The signature for an on_commit hook is the same as that of an on_rollback hook:

@write_file.on_commit
def confirmation(transaction):
    print("committing a record now using the task's cache key!")

Access data within transactions

Key-value pairs can be set within a transaction and accessed elsewhere within the transaction, including within the on_rollback hook.

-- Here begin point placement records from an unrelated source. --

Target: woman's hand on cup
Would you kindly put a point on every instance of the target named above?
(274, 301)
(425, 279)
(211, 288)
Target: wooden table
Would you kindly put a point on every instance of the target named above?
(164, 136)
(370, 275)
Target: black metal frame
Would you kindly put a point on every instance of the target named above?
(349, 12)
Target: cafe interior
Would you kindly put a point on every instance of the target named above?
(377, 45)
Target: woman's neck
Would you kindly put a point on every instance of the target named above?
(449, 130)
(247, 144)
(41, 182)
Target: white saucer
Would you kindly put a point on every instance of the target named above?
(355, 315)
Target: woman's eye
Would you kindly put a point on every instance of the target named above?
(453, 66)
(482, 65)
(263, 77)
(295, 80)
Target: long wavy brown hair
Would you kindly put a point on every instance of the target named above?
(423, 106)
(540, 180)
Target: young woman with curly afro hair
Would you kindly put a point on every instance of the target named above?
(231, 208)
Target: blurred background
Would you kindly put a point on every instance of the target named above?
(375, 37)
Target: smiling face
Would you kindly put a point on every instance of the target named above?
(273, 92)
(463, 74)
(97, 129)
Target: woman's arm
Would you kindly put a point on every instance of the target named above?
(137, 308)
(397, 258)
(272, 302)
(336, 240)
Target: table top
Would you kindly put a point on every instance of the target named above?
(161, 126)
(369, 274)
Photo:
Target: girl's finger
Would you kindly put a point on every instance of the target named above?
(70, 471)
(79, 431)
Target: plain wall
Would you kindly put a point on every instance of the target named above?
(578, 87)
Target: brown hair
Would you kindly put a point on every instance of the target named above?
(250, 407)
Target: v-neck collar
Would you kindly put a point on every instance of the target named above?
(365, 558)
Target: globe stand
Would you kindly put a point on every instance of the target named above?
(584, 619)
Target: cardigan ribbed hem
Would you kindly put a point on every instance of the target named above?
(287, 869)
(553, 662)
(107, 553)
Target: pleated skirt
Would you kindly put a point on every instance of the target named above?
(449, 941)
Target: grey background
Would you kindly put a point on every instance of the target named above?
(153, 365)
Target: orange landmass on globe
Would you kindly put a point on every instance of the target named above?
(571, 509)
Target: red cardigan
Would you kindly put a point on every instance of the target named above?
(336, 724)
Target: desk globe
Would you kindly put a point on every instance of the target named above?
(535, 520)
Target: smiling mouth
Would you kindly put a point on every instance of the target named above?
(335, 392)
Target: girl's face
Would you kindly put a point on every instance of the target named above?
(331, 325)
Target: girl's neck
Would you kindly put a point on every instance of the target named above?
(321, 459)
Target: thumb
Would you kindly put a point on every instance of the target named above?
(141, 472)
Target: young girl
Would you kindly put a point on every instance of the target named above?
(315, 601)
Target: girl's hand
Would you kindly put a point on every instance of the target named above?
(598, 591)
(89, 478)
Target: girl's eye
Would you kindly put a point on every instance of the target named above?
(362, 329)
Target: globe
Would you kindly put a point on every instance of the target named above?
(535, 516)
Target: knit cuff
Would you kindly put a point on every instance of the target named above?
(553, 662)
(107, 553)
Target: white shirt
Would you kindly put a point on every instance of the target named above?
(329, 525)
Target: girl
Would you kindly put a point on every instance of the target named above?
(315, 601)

The code below shows how to set a key-value pair within a transaction and access it within the on_rollback hook:

import os
from time import sleep

from prefect import task, flow
from prefect.transactions import transaction


@task
def write_file(filename: str, contents: str):
    "Writes to a file."
    with open(filename, "w") as f:
        f.write(contents)


@write_file.on_rollback
def del_file(txn):
    "Deletes file."
    os.unlink(txn.get("filename"))


@task
def quality_test(filename):
    "Checks contents of file."
    with open(filename, "r") as f:
        data = f.readlines()

    if len(data) < 2:
        raise ValueError(f"Not enough data!")


@flow
def pipeline(filename: str, contents: str):
    with transaction() as txn:
        txn.set("filename", filename)
        write_file(filename, contents)
        sleep(2)  # sleeping to give you a chance to see the file
        quality_test(filename)


if __name__ == "__main__":
    pipeline(
        filename="side-effect.txt",
        contents="hello world",
    )

The value of contents is accessible within the on_rollback hook.

Use get_transaction() to access the transaction object and txn.get("key") to access the value of the key.